Well, let's go deeper to identify the OFF-CPU. This step, "offcputime" tool will be used.
Bellow the parameters that can be used with offcputime
./offcputime # trace off-CPU stack time until Ctrl-C
./offcputime 5 # trace for 5 seconds only
./offcputime -f 5 # 5 seconds, and output in folded format
./offcputime -m 1000 # trace only events that last more than 1000 usec
./offcputime -M 10000 # trace only events that last less than 10000 usec
./offcputime -p 185 # only trace threads for PID 185
./offcputime -t 188 # only trace thread 188
./offcputime -u # only trace user threads (no kernel)
./offcputime -k # only trace kernel threads (no user)
./offcputime -U # only show user space stacks (no kernel)
./offcputime -K # only show kernel space stacks (no user)
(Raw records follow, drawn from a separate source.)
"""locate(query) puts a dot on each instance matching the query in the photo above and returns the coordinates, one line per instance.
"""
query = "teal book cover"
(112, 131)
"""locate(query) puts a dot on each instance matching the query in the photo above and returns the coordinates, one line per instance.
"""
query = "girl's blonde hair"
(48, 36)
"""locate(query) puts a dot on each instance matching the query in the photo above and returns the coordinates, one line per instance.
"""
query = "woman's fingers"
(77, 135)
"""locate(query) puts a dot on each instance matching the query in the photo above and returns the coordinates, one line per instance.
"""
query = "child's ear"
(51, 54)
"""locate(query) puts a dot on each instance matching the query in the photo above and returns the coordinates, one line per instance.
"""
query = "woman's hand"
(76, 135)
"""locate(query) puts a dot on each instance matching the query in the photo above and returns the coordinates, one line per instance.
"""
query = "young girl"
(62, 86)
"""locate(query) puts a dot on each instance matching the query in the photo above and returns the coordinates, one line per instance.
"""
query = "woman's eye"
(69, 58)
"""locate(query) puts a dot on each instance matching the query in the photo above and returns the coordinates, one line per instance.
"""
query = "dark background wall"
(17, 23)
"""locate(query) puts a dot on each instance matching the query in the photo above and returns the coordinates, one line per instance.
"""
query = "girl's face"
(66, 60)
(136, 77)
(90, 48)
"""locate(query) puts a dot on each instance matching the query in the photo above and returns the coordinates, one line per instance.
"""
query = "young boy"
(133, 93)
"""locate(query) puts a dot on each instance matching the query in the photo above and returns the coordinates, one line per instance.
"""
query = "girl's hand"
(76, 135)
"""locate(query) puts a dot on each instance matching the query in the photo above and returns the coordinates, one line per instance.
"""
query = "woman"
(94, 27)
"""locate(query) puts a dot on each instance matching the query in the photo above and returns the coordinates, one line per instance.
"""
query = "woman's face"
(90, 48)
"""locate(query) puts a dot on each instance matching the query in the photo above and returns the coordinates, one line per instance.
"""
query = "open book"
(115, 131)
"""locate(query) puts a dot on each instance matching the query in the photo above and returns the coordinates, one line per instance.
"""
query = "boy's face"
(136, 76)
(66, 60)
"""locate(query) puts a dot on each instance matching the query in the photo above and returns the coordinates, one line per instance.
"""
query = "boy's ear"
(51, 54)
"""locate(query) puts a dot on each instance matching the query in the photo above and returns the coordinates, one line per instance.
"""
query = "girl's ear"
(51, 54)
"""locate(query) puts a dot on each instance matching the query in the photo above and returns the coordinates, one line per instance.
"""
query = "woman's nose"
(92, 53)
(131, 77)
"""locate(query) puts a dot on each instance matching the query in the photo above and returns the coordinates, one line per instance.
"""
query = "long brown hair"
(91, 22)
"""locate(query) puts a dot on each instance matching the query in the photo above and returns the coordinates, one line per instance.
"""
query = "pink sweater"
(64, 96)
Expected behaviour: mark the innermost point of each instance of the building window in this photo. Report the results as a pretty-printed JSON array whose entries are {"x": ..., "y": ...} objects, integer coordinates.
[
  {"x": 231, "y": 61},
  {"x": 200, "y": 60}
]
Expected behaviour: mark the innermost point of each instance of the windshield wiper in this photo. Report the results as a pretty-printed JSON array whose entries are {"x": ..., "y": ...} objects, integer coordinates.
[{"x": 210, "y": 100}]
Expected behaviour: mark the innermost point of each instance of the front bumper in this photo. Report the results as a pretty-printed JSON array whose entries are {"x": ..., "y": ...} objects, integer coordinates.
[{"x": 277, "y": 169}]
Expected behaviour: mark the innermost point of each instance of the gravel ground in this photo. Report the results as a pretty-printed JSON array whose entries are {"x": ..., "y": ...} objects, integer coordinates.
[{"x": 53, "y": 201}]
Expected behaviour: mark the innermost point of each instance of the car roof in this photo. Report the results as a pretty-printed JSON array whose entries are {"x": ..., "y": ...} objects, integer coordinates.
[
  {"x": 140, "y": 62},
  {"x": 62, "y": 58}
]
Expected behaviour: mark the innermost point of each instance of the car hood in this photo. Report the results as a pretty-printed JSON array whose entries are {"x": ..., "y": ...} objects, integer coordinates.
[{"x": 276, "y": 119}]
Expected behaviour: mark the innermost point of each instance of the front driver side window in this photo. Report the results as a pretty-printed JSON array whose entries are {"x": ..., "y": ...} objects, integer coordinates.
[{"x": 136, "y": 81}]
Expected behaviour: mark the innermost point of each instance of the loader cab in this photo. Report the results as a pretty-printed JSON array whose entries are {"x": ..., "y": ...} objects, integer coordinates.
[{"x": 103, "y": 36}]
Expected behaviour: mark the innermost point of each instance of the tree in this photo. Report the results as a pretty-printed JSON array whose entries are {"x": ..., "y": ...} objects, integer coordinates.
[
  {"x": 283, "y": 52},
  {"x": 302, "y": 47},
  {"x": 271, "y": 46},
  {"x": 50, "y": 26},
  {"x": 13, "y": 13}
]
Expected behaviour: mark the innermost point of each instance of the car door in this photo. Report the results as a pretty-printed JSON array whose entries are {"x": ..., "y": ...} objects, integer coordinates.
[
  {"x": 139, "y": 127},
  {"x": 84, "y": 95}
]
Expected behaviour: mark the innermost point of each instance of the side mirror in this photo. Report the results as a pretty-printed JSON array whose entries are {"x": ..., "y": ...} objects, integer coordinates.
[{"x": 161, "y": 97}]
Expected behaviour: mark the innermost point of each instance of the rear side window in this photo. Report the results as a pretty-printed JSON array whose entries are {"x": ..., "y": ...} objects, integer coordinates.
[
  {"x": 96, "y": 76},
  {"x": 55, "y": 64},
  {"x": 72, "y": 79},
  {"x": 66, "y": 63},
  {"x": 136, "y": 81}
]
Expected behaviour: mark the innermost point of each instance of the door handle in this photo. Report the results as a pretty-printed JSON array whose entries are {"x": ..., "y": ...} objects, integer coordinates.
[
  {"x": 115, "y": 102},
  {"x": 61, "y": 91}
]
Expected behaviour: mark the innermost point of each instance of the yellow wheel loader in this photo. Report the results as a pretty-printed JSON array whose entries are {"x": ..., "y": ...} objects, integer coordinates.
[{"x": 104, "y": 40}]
Create the sample using the following, after few seconds hit CTRL+C
$ cd ~/performance/bcc/tools/
$ ./offcputime.py -f -p $(pidof blocky) > ~/performance/FlameGraph/trace_blocky_offcpu
$ cd ~/performance/FlameGraph/
$ ./flamegraph.pl trace_blocky_offcpu > blocky_offcpu.svg
As it is possible to see, "backend_handler" calls nanosleep and "request_processor" calls "lock wait".
Checking the "blocky.c" source code, it is pretty easy to identify now that "backend_handler" is the offensor, which gets locked and sleep (10ms) while "request_processor" needs it to go on but get stuck on it!